I really don’t remember anything else. I just remember coming out of his swanky office and heading straight to the water fountain feeling betrayed that the company had let me down!

Let us pause for a moment and jump into something background information.

AA and most of the companies I have worked with from there on had a program for tracking your own career growth. This entire program was based on Kaplan’s Balance Score Card (BSC) system. Where people were Managed By Objectives (MBO) using Key Result Areas (KRA) and a quantitative measure for measuring the progress in the KRA called Key Performance Indicators (KPI). “Ah, ha!” Sounds familiar? That is exactly what we are trying to do at Core with Core Perform program.

“Why do they have these programs?” It is a simple structure to ensure that the entire company is aligned to the needs of the organization. From the top to the bottom!

In the BSC program the company goals are set based on the market conditions in the annual planning exercise. Each department in the company set their own goals, KRA and KPIs that are aligned to ensure the company goals. Based on the department goals we set the managers goals, and based these every employee. These KRAs become the fabric by which a company can be moved along much like a steering wheel to a car!

Let us ask the question again, “That is all fine Harsha, how does this relate to me”? Simple, on a monthly basis just make sure that you have a specific KRA. Usually about four or five (Guess what are the prime KRAs almost unilaterally across engineer?). Each KRA must have one or more clearly measurable task. You and your manager can go through this in your 1-1 (One on One) and fill in a simple one pager that talks about what you have done against the KRA and how you have performed.

I can hear the skeptics say, “What will that give me?”, “How does this relate to what my increments?”. Think about it, if you are going through with your manager and making sure that your KRAs and tasks are inline with the organization goals and that you are performing up to your expectations set by your manager on a month on month basis. You should be in good great shape to when you get to your annual review. If you feel you are not doing well in the first few months you can seek for help from your manager or from other quarters in the organization.
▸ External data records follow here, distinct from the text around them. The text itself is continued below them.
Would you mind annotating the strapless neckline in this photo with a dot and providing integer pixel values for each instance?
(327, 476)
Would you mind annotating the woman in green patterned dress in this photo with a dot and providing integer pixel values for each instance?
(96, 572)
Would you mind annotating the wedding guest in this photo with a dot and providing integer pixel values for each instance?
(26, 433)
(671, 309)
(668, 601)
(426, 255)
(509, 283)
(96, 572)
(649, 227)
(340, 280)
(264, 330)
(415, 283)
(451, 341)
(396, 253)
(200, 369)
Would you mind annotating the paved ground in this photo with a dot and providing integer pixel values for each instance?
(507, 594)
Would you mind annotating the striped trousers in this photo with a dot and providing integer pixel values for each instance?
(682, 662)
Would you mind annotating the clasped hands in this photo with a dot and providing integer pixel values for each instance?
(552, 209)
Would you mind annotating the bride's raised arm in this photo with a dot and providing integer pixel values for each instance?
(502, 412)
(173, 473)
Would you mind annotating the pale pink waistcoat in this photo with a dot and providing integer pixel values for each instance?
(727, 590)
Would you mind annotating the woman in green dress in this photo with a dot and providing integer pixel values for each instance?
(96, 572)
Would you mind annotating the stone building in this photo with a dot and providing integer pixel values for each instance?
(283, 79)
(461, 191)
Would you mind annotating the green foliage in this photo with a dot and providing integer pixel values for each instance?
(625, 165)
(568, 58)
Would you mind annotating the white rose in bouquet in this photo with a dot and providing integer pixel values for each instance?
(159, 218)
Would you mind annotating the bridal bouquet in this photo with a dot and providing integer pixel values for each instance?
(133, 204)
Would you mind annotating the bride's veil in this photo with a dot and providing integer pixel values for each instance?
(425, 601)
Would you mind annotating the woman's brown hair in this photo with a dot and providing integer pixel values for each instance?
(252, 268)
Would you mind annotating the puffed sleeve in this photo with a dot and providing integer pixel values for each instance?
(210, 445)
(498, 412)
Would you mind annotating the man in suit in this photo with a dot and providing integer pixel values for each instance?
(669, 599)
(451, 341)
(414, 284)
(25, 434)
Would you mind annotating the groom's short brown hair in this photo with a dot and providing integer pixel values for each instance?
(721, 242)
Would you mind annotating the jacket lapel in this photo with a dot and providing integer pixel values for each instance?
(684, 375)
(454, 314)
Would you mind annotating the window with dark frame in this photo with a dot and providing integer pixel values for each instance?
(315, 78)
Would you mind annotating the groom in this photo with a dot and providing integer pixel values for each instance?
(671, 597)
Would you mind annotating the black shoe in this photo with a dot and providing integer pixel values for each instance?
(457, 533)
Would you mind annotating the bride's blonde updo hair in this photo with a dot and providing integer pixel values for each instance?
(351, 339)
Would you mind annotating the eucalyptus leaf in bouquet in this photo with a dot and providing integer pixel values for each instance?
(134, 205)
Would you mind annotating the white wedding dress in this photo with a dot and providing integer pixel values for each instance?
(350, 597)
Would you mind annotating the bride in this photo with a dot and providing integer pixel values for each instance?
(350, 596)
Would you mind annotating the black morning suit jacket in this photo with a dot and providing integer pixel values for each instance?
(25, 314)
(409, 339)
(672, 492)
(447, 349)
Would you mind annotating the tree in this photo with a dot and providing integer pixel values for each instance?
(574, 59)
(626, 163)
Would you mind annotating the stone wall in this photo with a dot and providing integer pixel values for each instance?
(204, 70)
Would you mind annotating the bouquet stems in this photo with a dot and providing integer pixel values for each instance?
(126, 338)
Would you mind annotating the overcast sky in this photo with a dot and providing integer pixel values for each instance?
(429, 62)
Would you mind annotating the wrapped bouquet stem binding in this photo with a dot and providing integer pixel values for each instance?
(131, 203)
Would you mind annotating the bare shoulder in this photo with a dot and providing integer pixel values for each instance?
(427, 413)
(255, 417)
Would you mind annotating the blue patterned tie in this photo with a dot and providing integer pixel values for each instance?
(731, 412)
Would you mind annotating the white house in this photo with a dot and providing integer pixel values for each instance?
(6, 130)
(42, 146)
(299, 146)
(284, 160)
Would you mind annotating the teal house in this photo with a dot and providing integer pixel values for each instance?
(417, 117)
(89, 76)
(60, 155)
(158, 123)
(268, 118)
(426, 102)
Let us jump back and conclude my tribulations,

After receiving a thunderbolt from Steve about BSC (KRA), I wobbled around to my mentor at the office to ask him what on earth Steve was talking to me about. He gently pointed me to the HR team who helped me realize that what he was saying (However curt :)) was absolutely spot on. I gradually realized that my career was entirely up to myself. By having a solid KRA/KPI and by pestering my manager to meet with me at least on a monthly basis (Where we actually talked about my KRA), I found myself in a pretty good position when it come to increments. Sometimes my increments were late, sometimes they were completely crazy (I was paid less than 11 of the 12 people that worked for me :)), I found that I was compensated fairly and for the value that I brought to the organization. Best of all I could have a constructive meeting with my manager during my annual review that helped me immensely with my career. Steve had a way of cutting to the chase and because of him I had learnt a great lesson that has helped me immensely through my career.

Follow the simple guide lines that Steve give me:

  1. You are the only person interested in your career.
  1. Make sure that you have a monthly KRA meeting with your manager (1-1).

You will be surprised how quickly you will start doing better in your increment meetings! For those that want a closure, don’t do it and you are sure to have a bad if not hopeless increment meeting. Shortly at Core. No KRA/KPI will mean no increment at all!